A OAB conta com quase 50 comissões temáticas, especializadas em diversas áreas e setores, com advogados e advogadas especialistas em várias disciplinas. Essas comissões estão disponíveis em todas as subseções do estado, nas 15 subseções, dentro de suas sedes. Cada uma delas possui um espaço destinado para as comissões temáticas atenderem a sociedade em geral. Além disso, disponibilizamos as ouvidorias. Atualmente, contamos com três ouvidorias: a ouvidoria geral, a ouvidoria da mulher, especializada no atendimento e acolhimento de demandas relacionadas às mulheres, e a ouvidoria jovem, que se dedica a atender as demandas da população jovem, uma parceria importante entre a advocacia e a sociedade.
O Tocantins foi incluído no mapa internacional de corrupção, principalmente devido a investigações no judiciário que afastaram alguns desembargadores e servidores públicos. Como a OAB tem atuado nesse contexto?
A OAB desempenha um papel fundamental em todas essas discussões, com uma atuação dupla. Primeiro, a OAB trabalha contra qualquer ato de ilegalidade, como corrupção, abuso de autoridade e criminalidade em geral. Por outro lado, temos um papel importante, que é garantir o direito de defesa, a presunção de inocência e o contraditório, princípios que são inerentes à nossa instituição. Não há como a OAB se posicionar de maneira contrária ao direito de defesa. O advogado é, por natureza, o defensor, e isso é a essência da nossa profissão. A OAB acompanha todas as investigações, que são de competência da polícia, e é essencial que a polícia cumpra seu papel. A Ordem acompanha com cautela e atenção todas as operações, sempre primando pela observância das garantias constitucionais, especialmente o direito de defesa de todos os investigados.

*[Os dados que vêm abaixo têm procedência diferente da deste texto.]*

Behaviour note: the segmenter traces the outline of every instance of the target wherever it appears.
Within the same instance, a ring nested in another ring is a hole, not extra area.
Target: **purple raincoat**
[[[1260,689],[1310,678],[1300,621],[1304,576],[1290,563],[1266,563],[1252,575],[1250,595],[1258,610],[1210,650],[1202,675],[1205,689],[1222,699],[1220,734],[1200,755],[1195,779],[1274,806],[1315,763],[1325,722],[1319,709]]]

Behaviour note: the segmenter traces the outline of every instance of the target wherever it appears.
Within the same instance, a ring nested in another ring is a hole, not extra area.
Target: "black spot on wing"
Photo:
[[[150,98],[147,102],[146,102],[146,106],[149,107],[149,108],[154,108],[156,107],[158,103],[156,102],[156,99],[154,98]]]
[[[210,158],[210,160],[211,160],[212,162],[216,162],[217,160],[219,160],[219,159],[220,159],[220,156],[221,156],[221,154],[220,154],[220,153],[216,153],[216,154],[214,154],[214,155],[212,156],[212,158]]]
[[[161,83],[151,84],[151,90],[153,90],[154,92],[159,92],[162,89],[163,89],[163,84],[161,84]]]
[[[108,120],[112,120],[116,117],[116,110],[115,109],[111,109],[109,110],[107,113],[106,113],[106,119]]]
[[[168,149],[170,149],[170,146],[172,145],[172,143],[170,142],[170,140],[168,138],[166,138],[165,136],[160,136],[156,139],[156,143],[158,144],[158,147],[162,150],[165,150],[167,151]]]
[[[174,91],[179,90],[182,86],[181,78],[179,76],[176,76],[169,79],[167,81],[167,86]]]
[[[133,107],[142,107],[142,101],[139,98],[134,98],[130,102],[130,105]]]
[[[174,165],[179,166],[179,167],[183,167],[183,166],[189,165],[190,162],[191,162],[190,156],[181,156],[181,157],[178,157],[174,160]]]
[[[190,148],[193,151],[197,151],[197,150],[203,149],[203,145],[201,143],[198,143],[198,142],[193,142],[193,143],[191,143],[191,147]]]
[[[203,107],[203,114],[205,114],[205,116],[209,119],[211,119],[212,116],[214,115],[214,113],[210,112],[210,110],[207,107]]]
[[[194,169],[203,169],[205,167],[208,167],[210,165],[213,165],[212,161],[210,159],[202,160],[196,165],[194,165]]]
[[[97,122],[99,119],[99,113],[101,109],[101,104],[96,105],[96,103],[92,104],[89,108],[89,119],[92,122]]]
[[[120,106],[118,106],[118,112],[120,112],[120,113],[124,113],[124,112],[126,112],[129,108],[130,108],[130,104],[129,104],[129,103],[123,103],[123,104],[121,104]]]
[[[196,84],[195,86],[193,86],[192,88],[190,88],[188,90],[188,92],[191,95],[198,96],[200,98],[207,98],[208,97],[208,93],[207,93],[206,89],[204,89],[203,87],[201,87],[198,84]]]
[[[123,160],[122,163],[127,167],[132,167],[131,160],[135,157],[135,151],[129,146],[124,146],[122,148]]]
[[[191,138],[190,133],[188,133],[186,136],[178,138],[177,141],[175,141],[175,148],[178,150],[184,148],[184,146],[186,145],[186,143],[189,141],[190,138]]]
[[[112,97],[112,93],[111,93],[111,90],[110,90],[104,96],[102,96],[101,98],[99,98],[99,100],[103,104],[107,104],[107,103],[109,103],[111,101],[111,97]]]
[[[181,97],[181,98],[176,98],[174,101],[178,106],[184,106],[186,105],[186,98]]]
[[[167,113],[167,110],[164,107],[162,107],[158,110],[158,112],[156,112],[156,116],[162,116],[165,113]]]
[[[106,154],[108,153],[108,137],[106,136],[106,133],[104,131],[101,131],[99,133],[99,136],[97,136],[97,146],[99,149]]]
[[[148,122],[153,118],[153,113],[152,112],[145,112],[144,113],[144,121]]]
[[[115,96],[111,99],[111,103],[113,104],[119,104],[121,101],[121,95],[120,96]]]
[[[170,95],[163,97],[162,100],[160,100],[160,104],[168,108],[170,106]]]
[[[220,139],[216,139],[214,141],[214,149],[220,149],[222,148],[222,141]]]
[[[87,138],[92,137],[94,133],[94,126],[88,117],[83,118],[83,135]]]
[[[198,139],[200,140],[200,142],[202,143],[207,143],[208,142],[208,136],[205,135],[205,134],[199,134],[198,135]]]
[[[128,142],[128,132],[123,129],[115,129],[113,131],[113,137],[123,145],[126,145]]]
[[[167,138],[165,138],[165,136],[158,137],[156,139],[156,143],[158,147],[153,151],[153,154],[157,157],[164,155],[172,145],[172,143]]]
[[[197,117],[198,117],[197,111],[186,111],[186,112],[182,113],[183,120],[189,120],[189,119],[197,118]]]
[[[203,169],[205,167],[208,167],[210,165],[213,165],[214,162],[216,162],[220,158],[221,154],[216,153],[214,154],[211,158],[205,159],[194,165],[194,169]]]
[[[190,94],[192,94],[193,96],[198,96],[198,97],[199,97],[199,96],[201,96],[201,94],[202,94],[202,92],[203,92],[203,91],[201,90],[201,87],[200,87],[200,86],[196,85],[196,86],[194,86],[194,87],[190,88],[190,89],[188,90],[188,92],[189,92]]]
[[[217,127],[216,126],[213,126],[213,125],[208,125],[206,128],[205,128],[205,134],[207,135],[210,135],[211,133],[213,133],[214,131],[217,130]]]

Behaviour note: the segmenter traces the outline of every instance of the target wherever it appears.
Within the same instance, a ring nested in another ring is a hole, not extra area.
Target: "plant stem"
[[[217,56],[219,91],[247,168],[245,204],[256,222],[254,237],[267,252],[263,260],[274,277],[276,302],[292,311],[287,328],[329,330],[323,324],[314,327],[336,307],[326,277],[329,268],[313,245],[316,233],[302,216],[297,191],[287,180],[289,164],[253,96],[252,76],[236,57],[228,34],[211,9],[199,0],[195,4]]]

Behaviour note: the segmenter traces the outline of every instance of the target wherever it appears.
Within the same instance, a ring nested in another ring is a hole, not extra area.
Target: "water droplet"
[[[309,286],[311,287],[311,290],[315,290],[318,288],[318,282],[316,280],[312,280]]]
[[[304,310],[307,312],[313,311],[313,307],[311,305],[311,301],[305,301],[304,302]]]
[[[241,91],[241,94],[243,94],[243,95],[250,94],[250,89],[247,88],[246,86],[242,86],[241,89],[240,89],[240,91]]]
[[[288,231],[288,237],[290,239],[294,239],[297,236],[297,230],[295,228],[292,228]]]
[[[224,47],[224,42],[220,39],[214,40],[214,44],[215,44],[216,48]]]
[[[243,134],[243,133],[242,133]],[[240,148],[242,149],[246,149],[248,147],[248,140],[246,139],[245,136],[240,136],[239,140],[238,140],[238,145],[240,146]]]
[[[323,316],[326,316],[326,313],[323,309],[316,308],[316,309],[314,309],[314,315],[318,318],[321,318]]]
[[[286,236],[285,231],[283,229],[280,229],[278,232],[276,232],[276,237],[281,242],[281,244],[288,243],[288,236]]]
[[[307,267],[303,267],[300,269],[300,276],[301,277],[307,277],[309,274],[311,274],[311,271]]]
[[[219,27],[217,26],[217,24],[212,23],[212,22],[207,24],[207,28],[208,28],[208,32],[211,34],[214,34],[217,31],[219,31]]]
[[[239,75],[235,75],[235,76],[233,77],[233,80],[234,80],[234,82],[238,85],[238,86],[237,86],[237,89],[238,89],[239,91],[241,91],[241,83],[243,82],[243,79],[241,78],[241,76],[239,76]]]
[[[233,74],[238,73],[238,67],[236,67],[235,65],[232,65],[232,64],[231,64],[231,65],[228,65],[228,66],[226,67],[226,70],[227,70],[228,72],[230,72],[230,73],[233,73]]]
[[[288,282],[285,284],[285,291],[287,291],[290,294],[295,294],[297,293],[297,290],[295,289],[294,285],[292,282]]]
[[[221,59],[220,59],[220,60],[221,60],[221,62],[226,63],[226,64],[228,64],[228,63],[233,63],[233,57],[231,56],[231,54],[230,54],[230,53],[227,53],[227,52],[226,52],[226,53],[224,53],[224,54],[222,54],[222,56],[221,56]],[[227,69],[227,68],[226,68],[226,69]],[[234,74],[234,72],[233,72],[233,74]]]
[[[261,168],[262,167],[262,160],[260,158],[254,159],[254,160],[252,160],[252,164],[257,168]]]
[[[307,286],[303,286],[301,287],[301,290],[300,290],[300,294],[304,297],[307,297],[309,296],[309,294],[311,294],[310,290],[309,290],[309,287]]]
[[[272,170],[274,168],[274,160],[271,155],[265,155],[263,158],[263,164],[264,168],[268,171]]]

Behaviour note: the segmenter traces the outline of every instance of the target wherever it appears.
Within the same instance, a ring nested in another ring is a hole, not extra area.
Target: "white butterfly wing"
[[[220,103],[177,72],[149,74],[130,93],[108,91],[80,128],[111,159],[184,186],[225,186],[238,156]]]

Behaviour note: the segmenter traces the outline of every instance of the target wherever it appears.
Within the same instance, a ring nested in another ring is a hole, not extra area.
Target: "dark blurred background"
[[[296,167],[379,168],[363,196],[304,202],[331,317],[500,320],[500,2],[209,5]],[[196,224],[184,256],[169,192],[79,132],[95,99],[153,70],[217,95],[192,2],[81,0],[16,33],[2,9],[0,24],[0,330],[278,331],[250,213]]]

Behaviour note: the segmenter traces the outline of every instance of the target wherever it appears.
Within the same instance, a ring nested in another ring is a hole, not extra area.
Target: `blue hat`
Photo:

A OAB, como disse, tem uma atuação duplamente comprometida: de um lado, contra a ilegalidade e a criminalidade, especialmente a corrupção; de outro, é vigilante em relação a qualquer abuso de autoridade que possa ocorrer durante as investigações e ações das autoridades no estado do Tocantins.
Existe algo que o senhor gostaria de acrescentar, que eu não tenha perguntado?
O compromisso da OAB é sempre estar ao lado da sociedade, de maneira propositiva, apoiando cada advogado e advogada tocantinense em seus desafios, dificuldades e conquistas. Porém, sem nunca perder de vista nosso grande compromisso com a sociedade, na defesa da democracia e na promoção do bem-estar social. A OAB do Tocantins, como sempre tem feito nos últimos anos, estará ao lado de seus profissionais, sem deixar de lado o compromisso com a população. Estamos sempre de portas abertas, de forma acessível, oferecendo um trabalho voluntário realizado por todos nós, dirigentes da Ordem, com disposição e vontade de atender e servir a sociedade tocantinense.
Perfeito. Obrigada, presidente.
Obrigado. Sucesso para vocês. A imprensa tem um papel muito importante na conscientização, na orientação e nas discussões sociais e democráticas. Precisamos do apoio e da participação de todos. Contem sempre com a OAB, estamos à disposição para qualquer pauta.